There are 13 trade paperback collections, collecting the entire periodical series. Kirkman said the initial printing of the first volume was about 10,000 copies and volume two released about 20,000 copies initially. “We’ve been working our way up. Now we sell 50,000 to 60,000 copies of a trade paperbacks in the first month.” Currently, Image said that initial print runs for trade paperback volumes are 100,000 copies.

Image told PWCW that they have sold more than 2 million copies of the trade paperback volumes across the 13-volume series and along with the periodical comics, the series has more than 3 million copies in print. The Walking Dead Compendium Vol. 1 ($59.99) collects 48 periodical issues and all the trade paperback volumes, weighing in at 1088 pages. Although Image declined to provide exact sales numbers for the Compendium edition, the massive book was first released in 2009 has sold tens of thousands of copies in the wake of the popularity of the TV show.

From the beginning the publisher, Image Comics, has been aggressive in marketing and promoting the series, Kirkman said. “There’s a sense that because we’re an indie house, that we just let the creators do all their own marketing, but there was tons of stuff done to get Walking Dead in front of retailers.” There were special photocopied galleys of each issue were sent out to retailers; online promotional initiatives and partnerships to promote the series. The first trade paperback volume (collecting issues 1-6) shipped the same day as issue #7 and Image has launched The Walking Dead Weekly, a reprint program that will release a reprint of every single issue periodical in the Walking Dead series; one each week. “If you just like traditional comic books you can go back and buy them,” said Kirkman.

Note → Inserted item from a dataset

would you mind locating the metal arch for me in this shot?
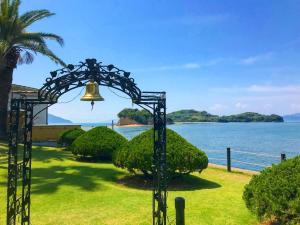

Kirkman, who is the executive producer of the Walking Dead TV Show, is now at work on the second season of the show and discussed a bit of what happens when a hit comic books series is adapted. He said that for the TV show, he “...expanded the relationships of the all the characters. When the comic book started, it was early in my writing career and I didn’t really know if it would last. So I would take all my plot ideas and run succinctly through them all in the story very quickly.” However, now, Kirkman explained, “On TV we’ve slowed everything down and expanded on the characters.”

And while he told us to expect some surprises in Walking Dead plot as it is adapted to the screen, he emphasized that “I’m very committed to the comics medium. But for the sake of my own career and for my family, this TV show is just something I couldn’t pass up.”